To take your example, pretty much anything longer than [1, true, "3"] is a non-starter if someone is pasting it into Slack, or sending an e-mail. The CSTML representation isn't readable to them, and would take additional steps on both sides vs. just writing the source representation. I'm not going to tell people how to do something by writing it into some other tool and pasting some large blob into Slack or my e-mail client and expect the recipient to reverse the process.

That is the problem space. How you represent that as an AST isn't the problem - that's easy. How you represent it in a way that everyone can read and write and that "passes seamlessly" via existing tools is the problem.

(I must also admit that I think the choice of serialization format for CSTML is utterly baffling and feels like it adds a lot of NIH)

We're using markup to communicate right now and it's the overhead is small enough to be unnoticeable.

Try copy and pasting some HTML-formatted text from this page into your paste buffer.

I assure you that what goes into the buffer is HTML. You can verify this because if you paste the text into an HTML-embedding WYSIWYG editor (such as an HTML email composer) the formatting will be preserved. But if you paste the content of the same HTML buffer into VSCode, notice that you don't get the raw HTML but rather the textual content that was embedded in that HTML.

Now try pasting it into your terminal, or any of a large number of other tools that doesn't support HTML.

Now try doing the same with CSTML, in applications that so support HTML.

Now consider how little that markup contributed to the semantics of the text here - most of it can be stripped and the text retains it's meaning.

Then consider how long it took for HTML to percolate through these applications despite HTML - unlike CSTML- having universal utility.

And here's the thing: As someone with a history of writing compilers, parsers, language tools over 30+ years, CSTML is too verbose for me to want to use even for tooling. It's way too low level even as an internal representation for tooling.

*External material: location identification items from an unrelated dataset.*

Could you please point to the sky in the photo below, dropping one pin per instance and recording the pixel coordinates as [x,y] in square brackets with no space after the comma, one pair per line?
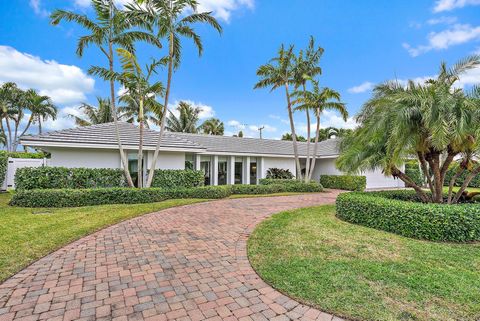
[366,42]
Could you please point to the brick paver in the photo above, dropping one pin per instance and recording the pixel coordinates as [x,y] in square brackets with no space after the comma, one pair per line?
[185,263]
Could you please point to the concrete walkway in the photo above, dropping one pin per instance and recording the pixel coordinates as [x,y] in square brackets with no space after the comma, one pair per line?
[185,263]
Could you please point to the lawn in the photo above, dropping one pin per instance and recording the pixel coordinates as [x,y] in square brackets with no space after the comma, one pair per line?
[361,273]
[28,234]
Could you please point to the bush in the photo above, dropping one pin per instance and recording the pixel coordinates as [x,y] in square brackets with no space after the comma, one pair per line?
[345,182]
[400,212]
[101,196]
[279,173]
[28,178]
[177,178]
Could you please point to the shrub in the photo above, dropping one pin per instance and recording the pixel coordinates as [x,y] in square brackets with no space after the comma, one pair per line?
[279,173]
[345,182]
[177,178]
[400,212]
[61,177]
[101,196]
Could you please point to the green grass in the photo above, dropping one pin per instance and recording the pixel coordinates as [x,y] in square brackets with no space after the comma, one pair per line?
[365,274]
[28,234]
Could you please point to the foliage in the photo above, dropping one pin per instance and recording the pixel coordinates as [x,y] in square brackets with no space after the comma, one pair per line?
[396,212]
[279,173]
[29,178]
[435,121]
[171,179]
[345,182]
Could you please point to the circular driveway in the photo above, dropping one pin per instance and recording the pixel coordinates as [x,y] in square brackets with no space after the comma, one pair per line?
[184,263]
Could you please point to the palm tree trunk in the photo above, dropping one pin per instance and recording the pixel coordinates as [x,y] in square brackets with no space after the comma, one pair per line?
[164,114]
[294,134]
[115,120]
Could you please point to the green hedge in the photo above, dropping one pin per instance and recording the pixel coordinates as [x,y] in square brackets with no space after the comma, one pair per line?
[69,178]
[177,178]
[345,182]
[101,196]
[398,212]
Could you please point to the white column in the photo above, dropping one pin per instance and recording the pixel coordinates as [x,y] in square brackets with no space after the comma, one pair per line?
[215,170]
[246,170]
[231,171]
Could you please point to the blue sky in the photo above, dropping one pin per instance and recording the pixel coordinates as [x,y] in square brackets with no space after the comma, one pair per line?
[365,42]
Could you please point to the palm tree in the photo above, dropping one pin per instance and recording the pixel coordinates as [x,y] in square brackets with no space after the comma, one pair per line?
[137,85]
[318,100]
[435,121]
[94,115]
[214,126]
[171,20]
[187,120]
[110,28]
[278,73]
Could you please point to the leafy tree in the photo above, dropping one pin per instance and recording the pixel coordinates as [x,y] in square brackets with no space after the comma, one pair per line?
[435,121]
[172,21]
[110,28]
[214,126]
[186,122]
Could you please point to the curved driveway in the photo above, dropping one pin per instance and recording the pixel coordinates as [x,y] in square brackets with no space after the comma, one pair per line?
[185,263]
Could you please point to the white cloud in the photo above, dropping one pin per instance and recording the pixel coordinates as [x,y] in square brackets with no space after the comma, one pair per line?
[65,84]
[448,5]
[364,87]
[456,35]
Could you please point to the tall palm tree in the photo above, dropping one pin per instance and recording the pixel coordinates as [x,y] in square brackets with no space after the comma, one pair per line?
[94,115]
[137,85]
[318,100]
[214,126]
[171,19]
[435,120]
[278,73]
[110,28]
[187,120]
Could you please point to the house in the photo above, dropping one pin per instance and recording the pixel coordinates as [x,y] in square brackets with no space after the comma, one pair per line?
[224,160]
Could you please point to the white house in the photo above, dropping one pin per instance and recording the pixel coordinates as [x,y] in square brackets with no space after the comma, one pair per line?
[224,160]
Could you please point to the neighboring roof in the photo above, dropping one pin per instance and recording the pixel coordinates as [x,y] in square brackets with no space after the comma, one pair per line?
[103,136]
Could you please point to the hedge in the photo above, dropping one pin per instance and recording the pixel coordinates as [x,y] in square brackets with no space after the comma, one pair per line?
[177,178]
[399,212]
[28,178]
[101,196]
[345,182]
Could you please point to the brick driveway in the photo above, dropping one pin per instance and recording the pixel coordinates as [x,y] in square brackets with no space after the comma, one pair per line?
[185,263]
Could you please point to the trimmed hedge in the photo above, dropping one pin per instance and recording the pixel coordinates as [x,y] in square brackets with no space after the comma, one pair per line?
[400,212]
[177,178]
[345,182]
[28,178]
[102,196]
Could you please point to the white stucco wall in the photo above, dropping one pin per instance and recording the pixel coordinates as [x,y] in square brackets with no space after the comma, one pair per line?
[375,179]
[278,162]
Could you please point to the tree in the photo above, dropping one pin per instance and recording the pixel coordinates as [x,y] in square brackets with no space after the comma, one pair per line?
[172,20]
[318,100]
[137,85]
[94,115]
[435,121]
[187,120]
[278,73]
[214,126]
[110,28]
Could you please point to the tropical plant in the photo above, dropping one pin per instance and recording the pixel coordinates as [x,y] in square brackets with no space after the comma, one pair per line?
[110,28]
[318,100]
[137,85]
[187,120]
[172,20]
[214,126]
[278,73]
[436,121]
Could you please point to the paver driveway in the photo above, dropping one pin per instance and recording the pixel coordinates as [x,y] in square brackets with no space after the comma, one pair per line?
[185,263]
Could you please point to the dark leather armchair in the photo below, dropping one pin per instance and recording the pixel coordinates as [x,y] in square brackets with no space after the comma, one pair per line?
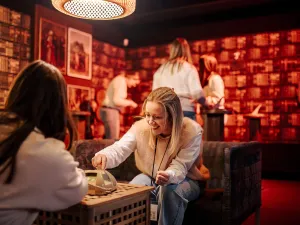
[231,195]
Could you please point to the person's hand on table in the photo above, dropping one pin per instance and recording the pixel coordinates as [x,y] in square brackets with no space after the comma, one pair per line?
[99,161]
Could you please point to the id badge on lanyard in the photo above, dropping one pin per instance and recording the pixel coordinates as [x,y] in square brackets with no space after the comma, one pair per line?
[153,212]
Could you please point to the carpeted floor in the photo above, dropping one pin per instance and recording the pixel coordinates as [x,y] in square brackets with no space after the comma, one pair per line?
[280,203]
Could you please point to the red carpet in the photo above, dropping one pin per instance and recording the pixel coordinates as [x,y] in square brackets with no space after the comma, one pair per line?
[280,203]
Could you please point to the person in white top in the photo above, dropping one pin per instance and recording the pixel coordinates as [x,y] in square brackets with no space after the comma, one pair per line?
[167,152]
[36,172]
[180,74]
[212,82]
[115,100]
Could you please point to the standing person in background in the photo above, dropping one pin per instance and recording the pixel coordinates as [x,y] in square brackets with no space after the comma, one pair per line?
[180,74]
[167,152]
[36,172]
[115,100]
[212,82]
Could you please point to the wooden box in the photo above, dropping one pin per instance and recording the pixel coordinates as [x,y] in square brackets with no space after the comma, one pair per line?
[129,204]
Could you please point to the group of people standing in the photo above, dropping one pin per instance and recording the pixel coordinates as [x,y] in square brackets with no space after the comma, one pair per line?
[37,173]
[178,73]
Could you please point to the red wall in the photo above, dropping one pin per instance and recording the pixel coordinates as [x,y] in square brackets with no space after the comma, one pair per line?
[266,72]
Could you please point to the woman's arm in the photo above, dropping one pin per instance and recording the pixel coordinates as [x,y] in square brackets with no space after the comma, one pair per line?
[184,160]
[199,171]
[120,150]
[217,91]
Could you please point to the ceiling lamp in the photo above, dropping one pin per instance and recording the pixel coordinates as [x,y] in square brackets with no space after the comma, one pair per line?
[96,9]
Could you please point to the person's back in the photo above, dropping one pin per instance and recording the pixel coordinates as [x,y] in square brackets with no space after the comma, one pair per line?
[36,172]
[47,178]
[184,81]
[180,74]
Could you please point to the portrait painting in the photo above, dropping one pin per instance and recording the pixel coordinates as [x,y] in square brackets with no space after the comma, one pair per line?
[52,44]
[79,54]
[78,95]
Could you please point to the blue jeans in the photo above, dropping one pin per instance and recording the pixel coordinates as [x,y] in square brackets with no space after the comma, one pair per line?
[189,114]
[172,199]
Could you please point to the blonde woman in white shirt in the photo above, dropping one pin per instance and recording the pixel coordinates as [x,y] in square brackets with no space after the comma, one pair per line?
[212,82]
[180,74]
[36,171]
[167,152]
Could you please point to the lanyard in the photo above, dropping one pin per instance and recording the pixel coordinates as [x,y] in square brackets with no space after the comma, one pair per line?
[155,156]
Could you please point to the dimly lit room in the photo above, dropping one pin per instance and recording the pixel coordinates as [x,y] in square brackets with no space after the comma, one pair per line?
[149,112]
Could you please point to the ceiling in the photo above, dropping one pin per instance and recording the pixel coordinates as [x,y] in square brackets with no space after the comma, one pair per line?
[159,21]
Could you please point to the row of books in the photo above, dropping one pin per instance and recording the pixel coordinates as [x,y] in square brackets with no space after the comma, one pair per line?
[14,18]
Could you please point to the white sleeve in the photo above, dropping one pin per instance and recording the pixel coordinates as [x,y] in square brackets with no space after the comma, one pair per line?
[195,88]
[217,89]
[120,150]
[185,158]
[55,179]
[156,79]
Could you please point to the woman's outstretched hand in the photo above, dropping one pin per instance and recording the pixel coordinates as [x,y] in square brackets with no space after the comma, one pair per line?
[162,178]
[99,161]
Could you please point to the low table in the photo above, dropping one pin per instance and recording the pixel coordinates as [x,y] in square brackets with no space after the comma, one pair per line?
[129,204]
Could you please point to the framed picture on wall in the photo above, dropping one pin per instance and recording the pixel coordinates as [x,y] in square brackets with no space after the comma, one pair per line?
[79,54]
[52,44]
[77,95]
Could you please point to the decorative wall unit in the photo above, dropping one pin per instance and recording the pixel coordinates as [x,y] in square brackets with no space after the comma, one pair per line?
[257,69]
[14,47]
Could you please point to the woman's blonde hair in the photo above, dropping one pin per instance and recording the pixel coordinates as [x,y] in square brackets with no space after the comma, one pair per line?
[208,64]
[179,53]
[173,113]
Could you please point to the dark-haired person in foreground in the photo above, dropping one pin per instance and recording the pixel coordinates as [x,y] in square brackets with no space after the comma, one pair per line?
[36,172]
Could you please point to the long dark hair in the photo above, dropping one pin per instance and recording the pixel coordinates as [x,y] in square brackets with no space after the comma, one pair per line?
[38,98]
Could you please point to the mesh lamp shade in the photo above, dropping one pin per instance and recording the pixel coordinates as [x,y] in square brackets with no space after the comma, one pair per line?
[96,9]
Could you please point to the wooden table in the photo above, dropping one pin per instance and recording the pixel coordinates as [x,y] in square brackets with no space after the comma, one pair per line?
[129,204]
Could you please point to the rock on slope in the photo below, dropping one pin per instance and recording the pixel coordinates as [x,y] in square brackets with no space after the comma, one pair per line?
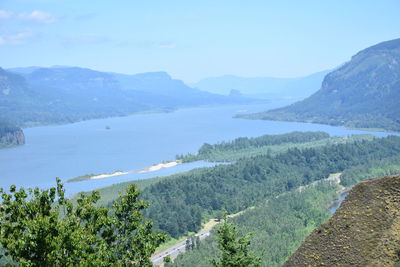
[364,231]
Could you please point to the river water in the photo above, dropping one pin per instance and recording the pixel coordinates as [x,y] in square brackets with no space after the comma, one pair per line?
[133,142]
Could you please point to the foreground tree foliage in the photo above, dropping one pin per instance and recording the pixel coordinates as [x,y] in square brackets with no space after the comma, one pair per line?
[43,228]
[234,251]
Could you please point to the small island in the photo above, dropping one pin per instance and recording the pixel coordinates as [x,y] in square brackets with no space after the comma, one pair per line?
[119,173]
[10,135]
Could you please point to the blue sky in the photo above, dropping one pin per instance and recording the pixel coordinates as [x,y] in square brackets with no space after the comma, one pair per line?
[194,39]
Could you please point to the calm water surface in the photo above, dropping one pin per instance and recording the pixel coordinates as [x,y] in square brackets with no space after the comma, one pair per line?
[132,143]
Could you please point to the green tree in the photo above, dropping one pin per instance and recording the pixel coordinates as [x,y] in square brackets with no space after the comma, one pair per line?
[43,228]
[234,251]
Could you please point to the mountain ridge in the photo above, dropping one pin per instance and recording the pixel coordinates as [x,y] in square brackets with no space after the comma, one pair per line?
[364,231]
[59,94]
[362,93]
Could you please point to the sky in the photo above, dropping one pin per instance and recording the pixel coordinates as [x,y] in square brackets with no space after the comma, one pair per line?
[192,40]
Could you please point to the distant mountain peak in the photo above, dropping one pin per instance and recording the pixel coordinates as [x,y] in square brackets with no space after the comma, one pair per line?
[363,93]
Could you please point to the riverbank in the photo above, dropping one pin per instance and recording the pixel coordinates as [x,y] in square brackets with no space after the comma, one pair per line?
[152,168]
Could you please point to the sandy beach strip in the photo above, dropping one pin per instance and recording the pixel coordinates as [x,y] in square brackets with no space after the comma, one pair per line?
[101,176]
[159,166]
[119,173]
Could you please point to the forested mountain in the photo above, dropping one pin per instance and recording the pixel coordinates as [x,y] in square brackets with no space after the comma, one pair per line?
[66,94]
[10,135]
[363,93]
[364,231]
[179,204]
[264,87]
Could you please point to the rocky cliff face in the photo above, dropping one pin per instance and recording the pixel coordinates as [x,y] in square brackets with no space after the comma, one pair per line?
[362,93]
[364,231]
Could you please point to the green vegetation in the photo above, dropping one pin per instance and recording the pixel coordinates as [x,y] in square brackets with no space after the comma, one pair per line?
[43,228]
[234,251]
[364,231]
[363,93]
[244,147]
[376,168]
[179,204]
[280,226]
[10,135]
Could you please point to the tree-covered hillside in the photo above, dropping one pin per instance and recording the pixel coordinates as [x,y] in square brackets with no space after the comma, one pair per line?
[10,135]
[179,204]
[363,93]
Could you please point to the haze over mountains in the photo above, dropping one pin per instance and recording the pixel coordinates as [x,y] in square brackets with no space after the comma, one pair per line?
[264,87]
[363,93]
[34,96]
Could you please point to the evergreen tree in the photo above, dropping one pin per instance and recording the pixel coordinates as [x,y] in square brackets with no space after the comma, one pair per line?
[43,228]
[234,251]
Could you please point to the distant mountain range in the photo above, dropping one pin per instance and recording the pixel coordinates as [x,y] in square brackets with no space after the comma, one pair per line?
[363,93]
[264,87]
[364,231]
[36,96]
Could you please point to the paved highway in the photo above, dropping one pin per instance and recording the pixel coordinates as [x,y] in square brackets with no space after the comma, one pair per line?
[177,249]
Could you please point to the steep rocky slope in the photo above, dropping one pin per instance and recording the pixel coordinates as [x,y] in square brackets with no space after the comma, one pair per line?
[364,231]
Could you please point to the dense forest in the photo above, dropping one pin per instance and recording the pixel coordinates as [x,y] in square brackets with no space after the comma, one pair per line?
[180,204]
[279,226]
[244,147]
[10,135]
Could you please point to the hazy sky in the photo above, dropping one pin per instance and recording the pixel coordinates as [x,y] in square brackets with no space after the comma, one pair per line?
[193,39]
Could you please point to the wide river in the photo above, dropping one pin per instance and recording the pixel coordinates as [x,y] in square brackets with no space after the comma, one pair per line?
[133,142]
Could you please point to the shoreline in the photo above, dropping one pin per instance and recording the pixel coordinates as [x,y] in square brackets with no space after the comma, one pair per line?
[152,168]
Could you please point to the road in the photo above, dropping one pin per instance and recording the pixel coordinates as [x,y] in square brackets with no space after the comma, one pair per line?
[177,249]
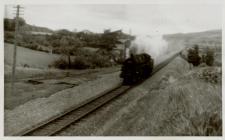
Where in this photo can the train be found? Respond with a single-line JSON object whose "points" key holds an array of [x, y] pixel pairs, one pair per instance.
{"points": [[136, 68]]}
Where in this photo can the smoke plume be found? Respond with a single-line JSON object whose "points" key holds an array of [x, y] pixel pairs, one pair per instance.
{"points": [[155, 46]]}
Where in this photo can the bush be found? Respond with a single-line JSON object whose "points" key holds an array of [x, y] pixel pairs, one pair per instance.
{"points": [[209, 58], [193, 56], [80, 63], [100, 61]]}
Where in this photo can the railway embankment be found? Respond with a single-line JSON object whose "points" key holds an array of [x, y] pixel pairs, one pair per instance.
{"points": [[39, 110]]}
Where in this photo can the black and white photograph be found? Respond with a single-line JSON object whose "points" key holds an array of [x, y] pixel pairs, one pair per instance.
{"points": [[112, 69]]}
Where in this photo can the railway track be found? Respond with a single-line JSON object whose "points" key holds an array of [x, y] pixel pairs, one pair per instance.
{"points": [[51, 127]]}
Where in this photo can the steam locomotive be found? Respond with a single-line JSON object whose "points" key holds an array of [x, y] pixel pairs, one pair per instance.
{"points": [[136, 68]]}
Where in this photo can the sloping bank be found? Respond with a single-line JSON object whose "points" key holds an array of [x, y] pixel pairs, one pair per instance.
{"points": [[36, 111], [174, 101]]}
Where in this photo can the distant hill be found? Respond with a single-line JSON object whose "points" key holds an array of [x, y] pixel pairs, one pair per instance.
{"points": [[210, 35], [9, 25], [35, 29], [211, 38]]}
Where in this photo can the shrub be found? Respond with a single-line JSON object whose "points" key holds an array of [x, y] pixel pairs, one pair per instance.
{"points": [[209, 58], [80, 63], [100, 61], [193, 56]]}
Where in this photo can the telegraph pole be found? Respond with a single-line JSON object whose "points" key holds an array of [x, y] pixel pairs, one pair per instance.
{"points": [[15, 46]]}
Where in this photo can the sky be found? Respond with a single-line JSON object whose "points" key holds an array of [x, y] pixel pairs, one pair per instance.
{"points": [[135, 19]]}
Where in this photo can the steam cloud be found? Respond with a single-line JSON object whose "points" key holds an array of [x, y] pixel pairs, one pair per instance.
{"points": [[155, 46]]}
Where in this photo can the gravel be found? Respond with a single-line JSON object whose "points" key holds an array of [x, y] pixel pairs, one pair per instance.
{"points": [[35, 111]]}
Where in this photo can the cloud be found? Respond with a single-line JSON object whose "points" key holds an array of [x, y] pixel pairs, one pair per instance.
{"points": [[142, 19]]}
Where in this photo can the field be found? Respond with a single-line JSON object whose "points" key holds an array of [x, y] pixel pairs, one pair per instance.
{"points": [[28, 57]]}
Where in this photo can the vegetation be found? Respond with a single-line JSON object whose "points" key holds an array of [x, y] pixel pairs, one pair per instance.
{"points": [[68, 44], [193, 56], [209, 58]]}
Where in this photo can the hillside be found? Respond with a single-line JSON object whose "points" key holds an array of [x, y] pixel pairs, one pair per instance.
{"points": [[211, 34]]}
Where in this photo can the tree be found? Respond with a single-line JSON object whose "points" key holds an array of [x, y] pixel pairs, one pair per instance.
{"points": [[9, 24], [209, 58], [193, 56]]}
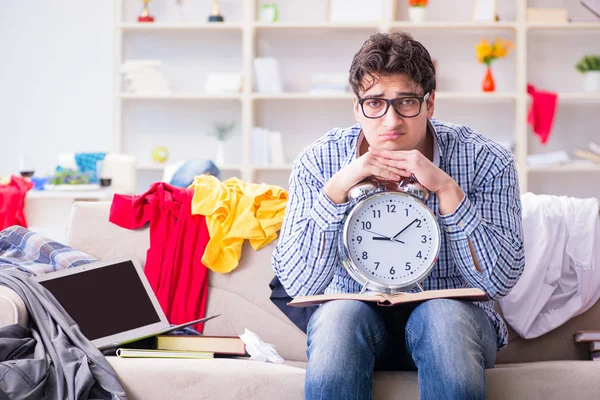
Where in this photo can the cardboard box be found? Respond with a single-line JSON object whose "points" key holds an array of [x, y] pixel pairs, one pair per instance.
{"points": [[547, 15]]}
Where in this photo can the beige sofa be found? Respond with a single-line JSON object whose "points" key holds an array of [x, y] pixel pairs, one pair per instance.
{"points": [[527, 369]]}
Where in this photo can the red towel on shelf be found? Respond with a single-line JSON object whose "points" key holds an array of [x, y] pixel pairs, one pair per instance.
{"points": [[177, 242], [541, 112], [12, 202]]}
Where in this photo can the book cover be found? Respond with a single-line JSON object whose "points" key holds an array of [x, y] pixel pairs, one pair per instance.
{"points": [[148, 353], [392, 299], [224, 345]]}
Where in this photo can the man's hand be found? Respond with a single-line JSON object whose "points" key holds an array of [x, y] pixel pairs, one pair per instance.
{"points": [[360, 168], [430, 176]]}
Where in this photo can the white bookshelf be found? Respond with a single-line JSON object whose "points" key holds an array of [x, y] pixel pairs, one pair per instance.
{"points": [[235, 43]]}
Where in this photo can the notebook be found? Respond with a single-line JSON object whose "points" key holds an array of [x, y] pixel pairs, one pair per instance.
{"points": [[111, 301]]}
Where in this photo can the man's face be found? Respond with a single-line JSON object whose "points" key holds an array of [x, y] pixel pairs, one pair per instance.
{"points": [[392, 131]]}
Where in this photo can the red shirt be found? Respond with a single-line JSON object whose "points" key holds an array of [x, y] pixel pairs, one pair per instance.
{"points": [[177, 242], [12, 202]]}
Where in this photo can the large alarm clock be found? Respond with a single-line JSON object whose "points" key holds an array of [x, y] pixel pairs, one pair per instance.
{"points": [[391, 238]]}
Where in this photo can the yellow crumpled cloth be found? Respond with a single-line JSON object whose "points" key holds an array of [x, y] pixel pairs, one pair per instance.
{"points": [[236, 210]]}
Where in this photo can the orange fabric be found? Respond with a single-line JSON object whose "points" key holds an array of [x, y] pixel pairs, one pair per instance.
{"points": [[12, 202]]}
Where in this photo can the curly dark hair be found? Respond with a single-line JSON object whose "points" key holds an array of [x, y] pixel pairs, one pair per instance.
{"points": [[388, 54]]}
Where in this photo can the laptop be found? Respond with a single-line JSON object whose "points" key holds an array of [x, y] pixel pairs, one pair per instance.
{"points": [[111, 301]]}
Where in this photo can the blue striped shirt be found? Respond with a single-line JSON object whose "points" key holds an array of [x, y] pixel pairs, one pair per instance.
{"points": [[306, 259]]}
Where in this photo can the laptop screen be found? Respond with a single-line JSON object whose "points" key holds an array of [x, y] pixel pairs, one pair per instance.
{"points": [[104, 301]]}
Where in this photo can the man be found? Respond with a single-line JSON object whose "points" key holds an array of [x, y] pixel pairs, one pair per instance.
{"points": [[474, 193]]}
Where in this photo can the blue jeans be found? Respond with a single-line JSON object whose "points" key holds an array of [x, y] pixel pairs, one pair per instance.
{"points": [[449, 342]]}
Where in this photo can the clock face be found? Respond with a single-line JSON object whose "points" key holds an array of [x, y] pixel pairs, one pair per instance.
{"points": [[393, 239]]}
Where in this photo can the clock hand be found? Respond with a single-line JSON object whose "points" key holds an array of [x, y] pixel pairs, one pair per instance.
{"points": [[405, 228], [382, 237]]}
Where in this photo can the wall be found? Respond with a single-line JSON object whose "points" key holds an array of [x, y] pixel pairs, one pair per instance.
{"points": [[55, 80]]}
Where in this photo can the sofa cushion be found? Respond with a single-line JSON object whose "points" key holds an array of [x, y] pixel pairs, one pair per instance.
{"points": [[241, 296], [244, 379]]}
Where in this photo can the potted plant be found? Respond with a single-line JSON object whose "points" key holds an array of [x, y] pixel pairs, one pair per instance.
{"points": [[416, 10], [589, 66], [221, 133], [488, 52]]}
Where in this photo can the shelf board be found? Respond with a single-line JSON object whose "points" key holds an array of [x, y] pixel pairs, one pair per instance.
{"points": [[565, 25], [160, 167], [301, 96], [573, 167], [579, 96], [178, 26], [272, 167], [495, 96], [177, 96], [313, 25], [455, 25]]}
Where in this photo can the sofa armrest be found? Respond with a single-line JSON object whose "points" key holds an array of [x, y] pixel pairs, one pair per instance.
{"points": [[12, 308]]}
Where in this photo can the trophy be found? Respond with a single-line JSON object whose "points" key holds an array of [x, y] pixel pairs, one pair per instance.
{"points": [[216, 13], [145, 14]]}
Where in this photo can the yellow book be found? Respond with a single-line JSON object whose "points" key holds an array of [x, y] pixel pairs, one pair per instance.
{"points": [[227, 345], [145, 353]]}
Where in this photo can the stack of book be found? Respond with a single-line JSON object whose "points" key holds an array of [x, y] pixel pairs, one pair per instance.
{"points": [[180, 346]]}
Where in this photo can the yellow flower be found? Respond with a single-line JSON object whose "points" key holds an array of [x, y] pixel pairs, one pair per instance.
{"points": [[487, 52], [484, 50]]}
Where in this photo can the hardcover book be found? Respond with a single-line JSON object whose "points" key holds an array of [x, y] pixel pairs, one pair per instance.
{"points": [[393, 299]]}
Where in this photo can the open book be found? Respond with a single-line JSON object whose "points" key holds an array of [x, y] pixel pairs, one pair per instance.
{"points": [[392, 299]]}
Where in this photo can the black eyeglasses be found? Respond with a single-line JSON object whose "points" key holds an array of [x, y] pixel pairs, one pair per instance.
{"points": [[407, 107]]}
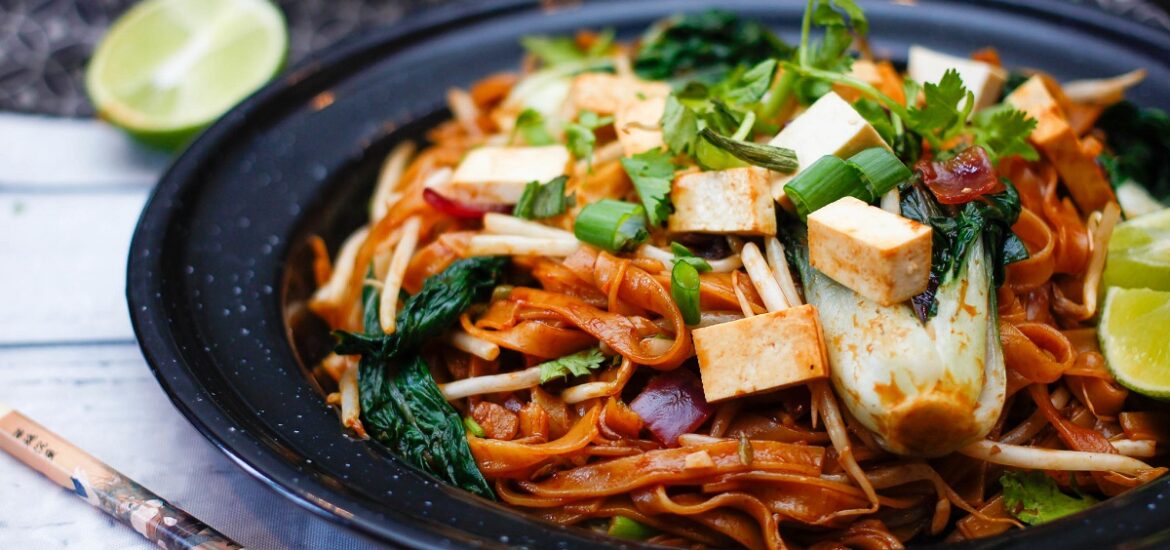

It also still doesn't help: You still will need a compact textual representation anyway so people can represent it in contexts where the tooling doesn't exist, or can't exist, such as paper and handwriting, and speech.

All I can do is encourage you to try. If you succeed, great, and if not you will understand the difficulties involved.

I've tried the custom syntax representation (though I used XML which saved me from writing a custom parser) - it turned out to just be an obnoxious detour. I tried syntax aimed at removing ambiguity in round-trips, and it sort of worked but got too verbose. I tried a purely visual approach, and hence why I'm so insistent you need to be able to roundtrip to text. I spent years trying things and looking at others attempts.

I'd love to be wrong, but I very much don't expect any big breakthroughs in this area in decades - the attempts I keep seeing keep repeating all the same mistakes with few signs of lessons learned.